Yes, but even that means that means that the average age at death will go up by a little bit. For instance, suppose that at some point in the past, only 8 people in a million would live to age 100, and suppose that now 64 people in a million will live to age 100. Further, suppose that there has been no improvement in the chances of a person at age 100 to live longer. (And this isn’t quite true. Most medical improvements over the past century or so have mostly increased the health of young people. But many have increased the health of middle-aged people, and some even have increased the health of old people.) Suppose then that either now or in the past, for someone over 100, the chances that they will live one year more are 50%. Then in the past the oldest that you can expect one person in a million to live to is 104, while now the oldest that you can expect one person in a million to live to is 107. Increasing the average lifespan doesn’t mean that you will increase the average expected maximum lifespan by as much, but it does mean that you will increase it by a little. Furthermore, just because there are more people in the world these days we can expect there to be a slightly greater expected maximum lifespan. If at some point in the past there were only a billion people in the world and at some point in the future there are 8 billion people in the world, then (again supposing that for any person over 100, the chance that they will live one year more is 50%), the average expected maximum lifespan is three years more at that point in the future than at that point in the past.

I guarantee you, barring some kind of Nuclear/Biological Holocaust, or planet destroying technological disaster there are more than “a few” such people alive right now. Depending of course on what the definition of “a few” is.

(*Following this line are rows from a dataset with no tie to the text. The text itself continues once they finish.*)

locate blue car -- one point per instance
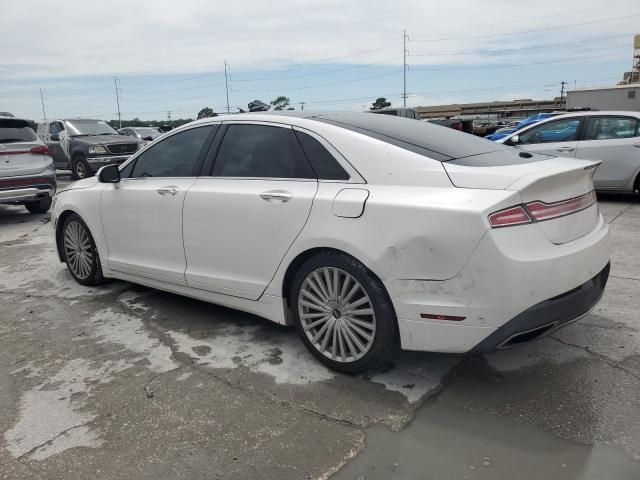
(535, 118)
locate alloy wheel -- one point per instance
(336, 314)
(78, 249)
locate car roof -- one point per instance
(435, 141)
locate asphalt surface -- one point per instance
(121, 381)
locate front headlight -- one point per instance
(98, 149)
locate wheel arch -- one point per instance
(299, 260)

According to the Daily Standard there are 58,684 centurians in the United States today (I don’t know how many of them were born prior to 1900 and so lived in 3 centuries – can we say 10,000 sounds reasonable?).

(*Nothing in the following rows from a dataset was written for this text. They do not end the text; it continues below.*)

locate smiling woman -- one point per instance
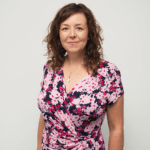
(75, 34)
(79, 87)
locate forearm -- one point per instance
(116, 140)
(40, 130)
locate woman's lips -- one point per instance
(73, 43)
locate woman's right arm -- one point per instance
(40, 132)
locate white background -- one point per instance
(23, 25)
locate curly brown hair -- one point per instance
(56, 53)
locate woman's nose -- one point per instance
(72, 33)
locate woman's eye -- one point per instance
(79, 28)
(64, 28)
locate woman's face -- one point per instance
(74, 33)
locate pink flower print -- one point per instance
(104, 71)
(54, 101)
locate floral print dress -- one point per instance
(73, 120)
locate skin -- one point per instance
(74, 29)
(70, 31)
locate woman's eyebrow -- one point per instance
(68, 25)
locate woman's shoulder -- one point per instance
(107, 64)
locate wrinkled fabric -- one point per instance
(73, 120)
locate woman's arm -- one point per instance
(40, 132)
(115, 117)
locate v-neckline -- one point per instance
(75, 84)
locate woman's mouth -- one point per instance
(73, 43)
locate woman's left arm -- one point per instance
(115, 118)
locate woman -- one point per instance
(78, 88)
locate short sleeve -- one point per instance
(43, 77)
(115, 87)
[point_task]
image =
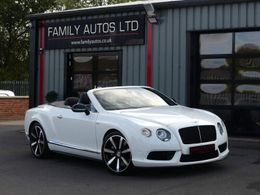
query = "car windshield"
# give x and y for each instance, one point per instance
(130, 98)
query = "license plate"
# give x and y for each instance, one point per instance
(202, 149)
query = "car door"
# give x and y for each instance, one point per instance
(76, 130)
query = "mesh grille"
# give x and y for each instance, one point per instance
(198, 134)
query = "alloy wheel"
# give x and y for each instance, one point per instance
(116, 153)
(37, 141)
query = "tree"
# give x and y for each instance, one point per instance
(14, 36)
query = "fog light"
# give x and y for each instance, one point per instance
(163, 135)
(147, 132)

I submit, barring those caveats above there at least 70,000 people in the U.S. today who have lived or will live to see centuries:

10,000 who saw the 19th, 20th and 21st centuries
58,684 (assuming there will be as many Centurians in 2100 as in 2000) who will see the 20th ,21st and 22nd centuries

We can obviously “expect” many more centurians in 2100 but I am being conservative and I think my WAG that only 10,000 of the 58K living U.S. centurians are +105ish is conservative – but maybe not!

Many folks who saw the tail-end of the 19xx’s will be around to greet the 21xx’s but I won’t be among them, I’m afraid.

You’re invited to my 110th birthday in 2069 but after that point I’m not making any plans.

A trip down to the local neighborhood Center for Disease Control (large pdf!) provides some pertinent statistics, if you want to extrapolate from historical data. To wit: average life expectation at birth increased from 47.3 years in 1900 to 77.2 years in 2001 (Table 12). Impressive, no? However, the average life expectation for a centennarian… er, centurnarian… er, centurion… whatever… was 1.58 years in 1900, and 2.7 years in 2001 (Table 11). Barely a year’s increase. However again, in 1900, you had only a 0.031% chance of living to see 100, while in 2001, you had over a 2% chance (Table 10).

So, in short, if we extrapolate this, in the coming century you’ll probably have a much better chance of living to a ripe old age, but once you get there, your expectation of continuing to survive won’t be much longer than it is now.